Carefully now, Mr MayorElected leaders must abide by democratic norms. Popularity is no ticket to waywardness.
Tired of the old politicos and their constant promises to solve Kathmandu’s recurring problems, people were eagerly waiting for change. And that change was to come on May 13 when Nepal held its second local elections after the promulgation of the constitution in 2015. A strong anti-incumbency and general apathy towards the established political parties led to an independent candidate Balen Shah winning the mayoral race in the capital city. The campaign was well-timed and incorporated a new manifesto which sought to address the city’s key problems.
The most critical issue facing Kathmandu Valley before the election was waste management, which rightly caught Shah’s attention. There were problems galore, but piling garbage had become a menace and needed immediate attention. And Mayor Shah set his sights on ridding the city of filth by proclaiming it as his “first priority”. But it hasn’t been plain sailing for the mayor, primarily because the problems of the people living in the vicinity of Banchare Danda aren’t something that can be resolved overnight.
Recycling waste cannot magically happen with a few political slogans either. To have intent is one thing. You also ought to have the skill to put the intent into practice. Mayor Shah’s ad hoc policy on waste is evident in his half-baked measures on waste segregation. People had taken him at his word when he asked Kathmandu’s residents to segregate biodegradable and non-biodegradable waste. They complied only to find that the trucks collecting the waste on behalf of Kathmandu Metropolitan City (KMC) mixed the segregated waste, shattering people’s trust in the mayor.

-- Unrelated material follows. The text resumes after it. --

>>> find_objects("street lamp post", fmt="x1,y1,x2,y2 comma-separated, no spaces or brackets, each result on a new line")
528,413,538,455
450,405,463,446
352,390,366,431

If the City cannot honour its words, how will people trust it with anything? Shouldn’t the KMC and its chief be held accountable for mixing the segregated waste? After all, it had announced that the residents of Kathmandu who failed to segregate waste would be fined. This is just an example. Many have come to believe, rightly or wrongly, that Shah is undertaking the current demolition drive as a diversionary tactic to revive his waning popularity. Undoubtedly, the demolition drive has won him some new fans, but at what cost?
There are due processes which need to be followed when demolishing structures, and it seems the KMC has overlooked vital legal provisions before acting. Shah needs to remember that the mayor’s position is not akin to that of a CEO of a private company; in fact, a vital public entity like the KMC can never function like a private enterprise. Its decisions must be well thought out and its actions socially responsible. There is no need for highhandedness.
From the time the one-time-rapper stood for mayor, he had been able to galvanise a wide support base, largely because he promised a change from the old ways of doing things. People hoped he would run a clean and efficient organisation. But they also expected that unlike some of his predecessors in the post, who openly flouted rule of law and worked for vested interests, he would stick to due process. The democratic process will be in jeopardy if our elected leaders, especially someone of Shah’s potential and popularity, start acting like a law unto themselves.